Вот улыбаться ее уж совсем никто не просил. — Я Трейси, секретарь Каза, мистера Сусловица. Он прислал вам вот это.
"Этим" оказалась карта — чудесная, изумительная карта, истинный шедевр каллиграфии и чертежного мастерства в миниатюре. Подписи были очень мелкими, но при этом совершенно четкими, чертежи (показывающие все четыре этажа) — безупречными, и все до последней детали тщательно обозначено — коридор, окно, огнетушитель, "NB: эта дверь открывается вовнутрь". Едва заметный блеск чернил говорил, что ее нарисовали только что — для него. К карте была прикреплена записка:
ПАК
Как и обещал, посылаю карту. Надеюсь, от нее будет какой-то толк. Выше нос,
Каз.
Записка была выполнена тем же превосходным, каллиграфическим почерком. "Ну надо же!" — подумал Пол, а вслух сказал:
— Спасибо. Это... м-м-м... очень мило с его стороны.
Красавица по имени Трейси добавила к улыбке еще несколько ватт.
— О, Каз у нас очень милый, всегда из кожи вон лезет, что бы кому-нибудь помочь. Я ему передам, что карта вам понравилась.
Пол кивнул.
— Думаю, я вставлю ее в рамку.
Красавица по имени Трейси рассмеялась так, будто никогда не слышала ничего остроумнее.
— Я передам ему ваши слова, — пообещала она. — Его это порадует.

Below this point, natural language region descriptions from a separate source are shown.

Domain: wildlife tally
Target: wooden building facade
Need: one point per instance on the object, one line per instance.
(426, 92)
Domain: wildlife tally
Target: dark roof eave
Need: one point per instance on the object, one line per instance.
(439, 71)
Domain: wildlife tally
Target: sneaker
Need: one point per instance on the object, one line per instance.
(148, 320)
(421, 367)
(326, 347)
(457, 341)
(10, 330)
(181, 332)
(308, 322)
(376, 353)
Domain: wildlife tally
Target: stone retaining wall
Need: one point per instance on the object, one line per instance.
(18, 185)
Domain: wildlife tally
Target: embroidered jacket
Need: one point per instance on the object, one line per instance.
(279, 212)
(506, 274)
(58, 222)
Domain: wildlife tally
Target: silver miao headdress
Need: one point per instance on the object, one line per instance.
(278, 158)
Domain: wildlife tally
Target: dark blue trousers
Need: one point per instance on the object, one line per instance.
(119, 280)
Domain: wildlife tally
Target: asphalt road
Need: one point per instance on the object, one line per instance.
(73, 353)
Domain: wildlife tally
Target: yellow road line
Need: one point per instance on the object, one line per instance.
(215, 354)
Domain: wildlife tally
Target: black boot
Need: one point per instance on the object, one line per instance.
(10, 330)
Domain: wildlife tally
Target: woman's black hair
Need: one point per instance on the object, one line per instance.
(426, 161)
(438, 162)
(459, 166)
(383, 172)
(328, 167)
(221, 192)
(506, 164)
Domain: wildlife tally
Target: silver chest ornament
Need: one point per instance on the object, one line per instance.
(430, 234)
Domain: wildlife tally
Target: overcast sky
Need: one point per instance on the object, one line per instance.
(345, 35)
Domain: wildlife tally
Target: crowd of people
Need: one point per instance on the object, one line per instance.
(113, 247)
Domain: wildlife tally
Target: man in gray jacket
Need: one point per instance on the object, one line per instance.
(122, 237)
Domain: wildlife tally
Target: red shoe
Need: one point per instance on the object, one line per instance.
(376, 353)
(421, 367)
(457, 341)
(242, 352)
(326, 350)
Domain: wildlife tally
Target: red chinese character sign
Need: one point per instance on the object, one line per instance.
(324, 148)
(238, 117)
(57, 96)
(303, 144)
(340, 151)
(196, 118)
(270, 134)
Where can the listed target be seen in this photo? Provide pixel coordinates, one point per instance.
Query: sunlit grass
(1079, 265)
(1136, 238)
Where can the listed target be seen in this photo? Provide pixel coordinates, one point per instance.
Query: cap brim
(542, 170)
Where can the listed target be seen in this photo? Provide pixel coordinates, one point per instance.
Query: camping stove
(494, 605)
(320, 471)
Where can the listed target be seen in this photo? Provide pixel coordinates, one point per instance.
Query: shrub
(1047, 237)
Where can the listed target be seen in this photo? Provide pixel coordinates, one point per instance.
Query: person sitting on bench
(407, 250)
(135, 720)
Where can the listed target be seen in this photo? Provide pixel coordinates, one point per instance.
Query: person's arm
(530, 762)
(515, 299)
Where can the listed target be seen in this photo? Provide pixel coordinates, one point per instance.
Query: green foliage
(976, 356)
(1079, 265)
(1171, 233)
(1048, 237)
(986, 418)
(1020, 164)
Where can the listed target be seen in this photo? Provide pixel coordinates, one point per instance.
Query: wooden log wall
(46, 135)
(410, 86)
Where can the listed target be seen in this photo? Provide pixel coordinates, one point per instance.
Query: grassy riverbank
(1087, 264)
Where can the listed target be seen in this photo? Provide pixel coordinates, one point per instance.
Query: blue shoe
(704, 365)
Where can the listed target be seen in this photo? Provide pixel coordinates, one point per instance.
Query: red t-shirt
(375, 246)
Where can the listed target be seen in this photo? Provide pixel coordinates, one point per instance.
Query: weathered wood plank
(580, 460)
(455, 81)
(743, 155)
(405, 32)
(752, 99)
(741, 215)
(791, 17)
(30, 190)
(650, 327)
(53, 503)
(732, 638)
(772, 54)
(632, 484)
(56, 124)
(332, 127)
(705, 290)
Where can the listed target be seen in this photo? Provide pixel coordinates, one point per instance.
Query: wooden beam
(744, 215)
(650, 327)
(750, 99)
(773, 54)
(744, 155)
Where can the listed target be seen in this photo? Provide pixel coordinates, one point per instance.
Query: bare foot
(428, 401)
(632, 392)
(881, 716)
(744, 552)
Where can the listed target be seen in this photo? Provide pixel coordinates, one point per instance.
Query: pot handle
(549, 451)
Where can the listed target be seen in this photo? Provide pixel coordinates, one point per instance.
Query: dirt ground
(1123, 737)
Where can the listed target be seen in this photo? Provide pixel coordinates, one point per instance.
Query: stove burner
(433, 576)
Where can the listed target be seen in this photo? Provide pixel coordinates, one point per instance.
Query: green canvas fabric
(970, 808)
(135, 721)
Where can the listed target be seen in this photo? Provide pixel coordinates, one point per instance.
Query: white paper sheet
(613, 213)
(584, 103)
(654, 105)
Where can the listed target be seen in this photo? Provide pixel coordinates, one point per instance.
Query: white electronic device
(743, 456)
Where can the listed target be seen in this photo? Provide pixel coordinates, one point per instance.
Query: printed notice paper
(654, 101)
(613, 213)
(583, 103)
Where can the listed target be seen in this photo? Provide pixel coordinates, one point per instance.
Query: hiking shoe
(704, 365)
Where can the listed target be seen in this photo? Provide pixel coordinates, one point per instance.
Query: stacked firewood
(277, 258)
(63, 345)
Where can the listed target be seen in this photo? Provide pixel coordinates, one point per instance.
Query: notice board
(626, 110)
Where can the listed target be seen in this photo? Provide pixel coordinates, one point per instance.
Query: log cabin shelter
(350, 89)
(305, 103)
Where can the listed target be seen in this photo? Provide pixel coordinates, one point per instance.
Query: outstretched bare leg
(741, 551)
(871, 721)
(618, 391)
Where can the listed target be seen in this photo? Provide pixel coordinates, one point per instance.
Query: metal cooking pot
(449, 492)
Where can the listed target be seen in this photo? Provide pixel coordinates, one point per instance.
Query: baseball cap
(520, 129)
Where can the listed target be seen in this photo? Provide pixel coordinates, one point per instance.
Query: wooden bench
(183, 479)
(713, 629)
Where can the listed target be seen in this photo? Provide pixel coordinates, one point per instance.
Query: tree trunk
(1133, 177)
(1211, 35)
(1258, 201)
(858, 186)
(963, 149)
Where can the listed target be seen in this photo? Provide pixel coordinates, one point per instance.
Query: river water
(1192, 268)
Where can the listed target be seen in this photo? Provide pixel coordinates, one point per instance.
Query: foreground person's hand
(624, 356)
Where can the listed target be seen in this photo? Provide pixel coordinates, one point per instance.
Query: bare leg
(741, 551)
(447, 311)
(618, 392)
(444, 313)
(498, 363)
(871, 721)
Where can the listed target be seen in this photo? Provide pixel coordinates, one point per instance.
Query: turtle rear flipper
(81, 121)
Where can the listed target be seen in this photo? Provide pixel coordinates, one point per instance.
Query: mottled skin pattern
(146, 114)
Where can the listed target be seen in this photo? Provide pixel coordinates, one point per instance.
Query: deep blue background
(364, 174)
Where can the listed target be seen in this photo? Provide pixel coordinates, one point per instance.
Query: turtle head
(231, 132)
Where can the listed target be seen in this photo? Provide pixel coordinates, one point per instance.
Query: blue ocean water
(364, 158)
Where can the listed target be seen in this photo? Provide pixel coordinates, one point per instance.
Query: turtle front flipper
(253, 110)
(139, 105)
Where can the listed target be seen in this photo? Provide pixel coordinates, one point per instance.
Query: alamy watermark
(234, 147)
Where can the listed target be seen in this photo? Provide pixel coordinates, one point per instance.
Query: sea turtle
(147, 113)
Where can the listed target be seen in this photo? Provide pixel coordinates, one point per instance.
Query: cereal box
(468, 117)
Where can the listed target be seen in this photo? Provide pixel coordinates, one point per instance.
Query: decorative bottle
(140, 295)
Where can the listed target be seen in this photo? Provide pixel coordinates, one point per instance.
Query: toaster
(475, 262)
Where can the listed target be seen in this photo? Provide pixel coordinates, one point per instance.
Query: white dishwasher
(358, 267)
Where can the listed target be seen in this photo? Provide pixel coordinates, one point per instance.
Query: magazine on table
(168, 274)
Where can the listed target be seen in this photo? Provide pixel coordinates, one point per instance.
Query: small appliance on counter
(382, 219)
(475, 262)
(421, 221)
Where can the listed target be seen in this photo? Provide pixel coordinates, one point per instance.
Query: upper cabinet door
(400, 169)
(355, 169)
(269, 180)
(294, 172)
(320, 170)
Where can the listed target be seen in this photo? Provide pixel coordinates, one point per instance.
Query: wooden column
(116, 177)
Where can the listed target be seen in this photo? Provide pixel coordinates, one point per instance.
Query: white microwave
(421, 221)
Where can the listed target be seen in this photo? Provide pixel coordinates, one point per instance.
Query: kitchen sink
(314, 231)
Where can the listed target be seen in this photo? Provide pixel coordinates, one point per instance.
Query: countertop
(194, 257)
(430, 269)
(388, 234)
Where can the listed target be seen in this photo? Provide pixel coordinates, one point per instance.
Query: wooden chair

Увидимся.
Прошло некоторое время, прежде чем Пол смог оторвать глаза от карты. А оторвав, обнаружил, что буквально пришпилен взглядом, полным чистейшего яда, взглядом, от которого кровь в жилах застыла бы даже у автобуса.
— Каз, — произнесла худая девушка. — И Рик. Приятно сознавать, что хотя бы один из нас тут прижился.
"Да ладно тебе, — хотелось сказать ему, — я же не виноват, что они хорошо ко мне отнеслись. А кроме того, этот Тэннер — распоследний сукин сын".
— Если хотите, я сделаю вам ксерокопию, — неловко сказал он вслух.
— "Думаю, я вставлю ее в рамку", — процитировала она. — Господи боже.
— Это была просто глупая шутка, — пробормотал он.
— А блондиночка как будто решила, что, наоборот, очень умная, — ответила худышка, произнеся слово "блондиночка" так, будто это худшее оскорбление в любом языке. — Вы как будто на всех тут сегодня впечатление произвели.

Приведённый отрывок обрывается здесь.